Così la Banca Popolare del Lazio farà da apripista per la creazione di un nuovo modello di gestione del credito

Mariarosaria Marchesano

Il presidente Edmondo Maria Capecelatro ci spiega come si può stringere i rapporti con il mondo del mercato dei capitali senza rinunciare al modello cooperativo: "Sono convinto che questi due mondi si possano parlare e che una banca che punta ad aprirsi al mercato non debba necessariamente snaturare la propria identità"

“La riforma Renzi delle banche popolari ha il merito di avere avvicinato al mercato istituti di credito che vivevano in un mondo antico, ma forse il passaggio è stato un po’ troppo brusco. Per questo, ora che anche per noi è arrivato il momento di una svolta abbiamo scelto di sperimentare un modello ibrido grazie a una legge del governo Draghi che probabilmente saremo i primi ad utilizzare”. Edmondo Maria Capecelatro è il presidente settantacinquenne della Banca Popolare del Lazio, diventata un caso scuola in Italia quando, qualche anno fa, da società cooperativa ha acquisito il controllo di una spa (l’ex Banca Tuscia, poi diventata Blu Banca) riunendo in un unico gruppo due modelli diversi e dimostrando che la loro storica contrapposizione è più ideologica che sostanziale. Adesso si appresta a un ulteriore passo in avanti: stringere i rapporti con il mondo del mercato dei capitali senza rinunciare al modello cooperativo, che per una banca con forte radicamento locale, fondata nel 1904 grazie anche al contributo di 1.000 lire di Papa Pio X, equivale a una metamorfosi. “Forse sarà la saggezza degli anni, ma sono convinto che questi due mondi si possano parlare e che una banca che punta ad aprirsi al mercato non debba necessariamente snaturare la propria identità – dice al Foglio Capecelatro – La norma sulle azioni di finanziamento, approvata con grande lungimiranza dal governo Draghi punta proprio a creare questo tipo di sintesi poiché è come se dicesse alle cooperative: dialogate con il mercato dei capitali e diventate più moderne. Per noi rappresenta una grande sfida nella consapevolezza che nessun altro prima ha intrapreso questo percorso”.

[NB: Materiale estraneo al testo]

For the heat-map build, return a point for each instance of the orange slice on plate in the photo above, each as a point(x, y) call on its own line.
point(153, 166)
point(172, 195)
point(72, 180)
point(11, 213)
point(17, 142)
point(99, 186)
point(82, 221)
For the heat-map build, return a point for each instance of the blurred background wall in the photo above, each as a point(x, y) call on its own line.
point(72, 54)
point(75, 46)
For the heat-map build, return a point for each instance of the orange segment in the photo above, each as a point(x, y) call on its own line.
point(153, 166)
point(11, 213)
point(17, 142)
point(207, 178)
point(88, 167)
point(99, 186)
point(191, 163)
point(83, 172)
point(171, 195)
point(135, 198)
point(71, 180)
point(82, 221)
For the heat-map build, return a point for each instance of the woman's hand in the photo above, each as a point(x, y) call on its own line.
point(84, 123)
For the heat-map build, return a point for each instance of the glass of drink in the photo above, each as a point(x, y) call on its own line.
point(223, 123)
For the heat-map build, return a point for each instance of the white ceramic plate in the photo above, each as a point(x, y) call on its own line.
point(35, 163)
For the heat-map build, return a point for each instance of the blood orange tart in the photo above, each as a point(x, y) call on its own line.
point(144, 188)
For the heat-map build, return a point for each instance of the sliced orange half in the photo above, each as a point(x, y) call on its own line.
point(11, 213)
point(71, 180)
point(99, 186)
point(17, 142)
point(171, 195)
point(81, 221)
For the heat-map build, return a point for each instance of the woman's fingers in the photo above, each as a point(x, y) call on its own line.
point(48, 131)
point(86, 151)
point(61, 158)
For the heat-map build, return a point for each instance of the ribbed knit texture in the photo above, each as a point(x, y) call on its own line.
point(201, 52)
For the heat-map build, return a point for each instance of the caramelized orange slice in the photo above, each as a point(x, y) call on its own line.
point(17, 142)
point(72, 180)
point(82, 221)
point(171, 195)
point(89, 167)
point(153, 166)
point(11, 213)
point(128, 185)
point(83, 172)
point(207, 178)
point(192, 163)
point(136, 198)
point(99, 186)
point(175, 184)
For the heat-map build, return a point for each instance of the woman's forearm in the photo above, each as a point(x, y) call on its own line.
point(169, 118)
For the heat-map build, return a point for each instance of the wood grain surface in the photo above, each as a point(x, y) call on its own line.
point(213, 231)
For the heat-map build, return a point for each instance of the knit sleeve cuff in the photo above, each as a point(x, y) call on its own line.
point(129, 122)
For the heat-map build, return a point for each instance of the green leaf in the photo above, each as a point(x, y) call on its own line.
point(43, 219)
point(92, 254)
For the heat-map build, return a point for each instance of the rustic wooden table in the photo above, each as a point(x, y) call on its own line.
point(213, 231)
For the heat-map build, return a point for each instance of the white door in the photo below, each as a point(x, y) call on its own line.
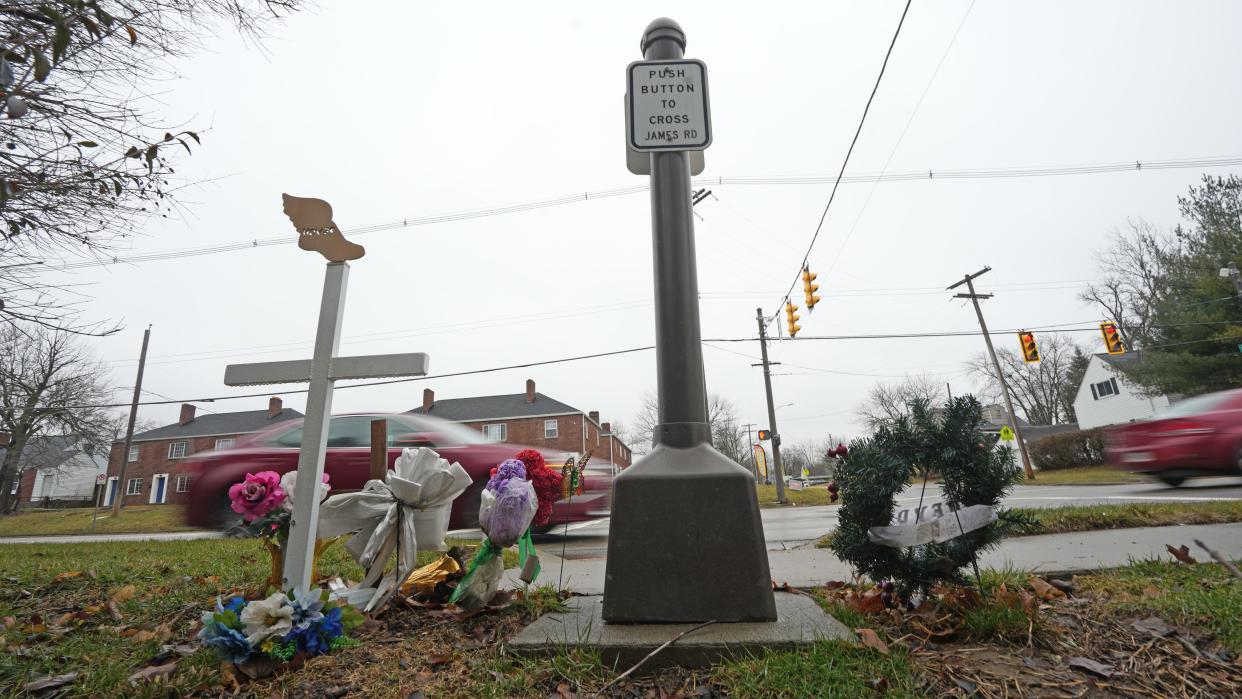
point(159, 489)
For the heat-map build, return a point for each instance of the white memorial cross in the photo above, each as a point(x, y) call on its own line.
point(312, 217)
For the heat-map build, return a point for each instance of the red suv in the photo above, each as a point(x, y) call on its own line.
point(348, 466)
point(1199, 436)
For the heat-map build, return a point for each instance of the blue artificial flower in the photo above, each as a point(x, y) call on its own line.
point(307, 608)
point(316, 637)
point(229, 642)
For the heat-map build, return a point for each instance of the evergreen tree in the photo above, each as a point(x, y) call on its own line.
point(974, 472)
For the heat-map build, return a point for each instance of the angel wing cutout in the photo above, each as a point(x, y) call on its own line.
point(317, 231)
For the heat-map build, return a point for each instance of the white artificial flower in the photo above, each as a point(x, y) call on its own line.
point(290, 481)
point(265, 618)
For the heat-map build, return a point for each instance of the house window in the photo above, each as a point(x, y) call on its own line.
point(1104, 389)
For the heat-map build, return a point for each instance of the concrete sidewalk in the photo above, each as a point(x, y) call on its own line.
point(1052, 553)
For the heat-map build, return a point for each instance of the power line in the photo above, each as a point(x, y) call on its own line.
point(853, 142)
point(763, 180)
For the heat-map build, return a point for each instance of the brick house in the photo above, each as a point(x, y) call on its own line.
point(532, 419)
point(158, 469)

La Banca popolare del Lazio, che ha attivi sotto la soglia degli 8 miliardi e quindi non è obbligata a trasformarsi in spa, ma vuole crescere di dimensione, farà, dunque, da apripista per la creazione di un nuovo modello di gestione del credito, che potrebbe prendere piede in un paese come l’Italia che non vuole rinunciare all’esperienza delle banche dei territori. Se l’innalzamento della soglia di 8 miliardi in discussione alla commissione Finanze del Senato (si parla di raddoppiarlo a 16 o addirittura triplicarlo) dovesse diventare realtà, il destino delle banche popolari e del credito popolare cambierebbe radicalmente a otto anni dalla riforma Renzi.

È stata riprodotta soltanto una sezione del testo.